All Knavery And Collusion
(Cadillac)

While British saxophonist Evan Parker has been duly celebrated for his mastery of free improvisation, his roots are deep in jazz. He has maintained performances that he himself calls his “jazz” gigs, such as a regular monthly show at London’s Vortex.

The superb quartet on this new album joined him for one such gig in June 2019, and the next day they went into the studio. This date was delayed, like so many things, by the onset of the COVID pandemic — which the skeptical musician has cruelly dismissed as something of a ruse — and the title and some tracks were named after passages from Daniel Defoe’s A Journal of the Plague Year. Luckily, Parker’s COVID denial goes no further in this particular project, a wonderful document of the sort of feverish group interplay he’s thrived upon for a half-century.

Although composer credits are given, the music is all improvised.
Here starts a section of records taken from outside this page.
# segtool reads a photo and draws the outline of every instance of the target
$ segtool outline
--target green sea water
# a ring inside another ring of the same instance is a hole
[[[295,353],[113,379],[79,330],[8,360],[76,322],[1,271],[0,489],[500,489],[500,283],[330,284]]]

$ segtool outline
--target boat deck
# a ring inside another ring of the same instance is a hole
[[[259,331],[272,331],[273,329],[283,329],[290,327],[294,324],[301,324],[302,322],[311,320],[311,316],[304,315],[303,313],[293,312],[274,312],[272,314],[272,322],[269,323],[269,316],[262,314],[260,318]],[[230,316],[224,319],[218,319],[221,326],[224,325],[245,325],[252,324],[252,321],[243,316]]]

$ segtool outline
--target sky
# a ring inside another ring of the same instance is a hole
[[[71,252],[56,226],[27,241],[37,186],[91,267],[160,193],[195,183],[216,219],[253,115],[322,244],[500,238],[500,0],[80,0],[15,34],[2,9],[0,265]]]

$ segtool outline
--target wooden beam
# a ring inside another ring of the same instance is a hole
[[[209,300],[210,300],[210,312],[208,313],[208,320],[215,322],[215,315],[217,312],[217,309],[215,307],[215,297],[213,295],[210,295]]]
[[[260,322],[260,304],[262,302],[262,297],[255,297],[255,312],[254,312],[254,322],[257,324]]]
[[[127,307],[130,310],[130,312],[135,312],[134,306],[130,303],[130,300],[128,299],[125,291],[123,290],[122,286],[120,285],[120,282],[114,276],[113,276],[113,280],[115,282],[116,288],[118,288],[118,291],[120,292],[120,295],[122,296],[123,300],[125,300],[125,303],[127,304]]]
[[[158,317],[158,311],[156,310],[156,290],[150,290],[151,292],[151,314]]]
Most of the seven tracks come in uncharacteristically bite-sized chunks, ranging from two to eight minutes, and some subtle fades suggest edits. Only the 24-minute “The Weather Set In Hot” resembles the kind of extended excursion we’ve come to expect from Parker. Still, the music is superb, whether fueled by the febrile tangles, thwacks and astringent arco strokes bassist John Edwards unleashes on “The Alchemy Of John Edwards” or the halting chords and flurries pianist Alexander Hawkins uses to slow down time on “A Blazing Star Or Comet Appeared.” But it is the long track that’s most satisfying, as the music patiently builds up its head of steam, each participant getting their say while inextricably connected to the flow of the ensemble.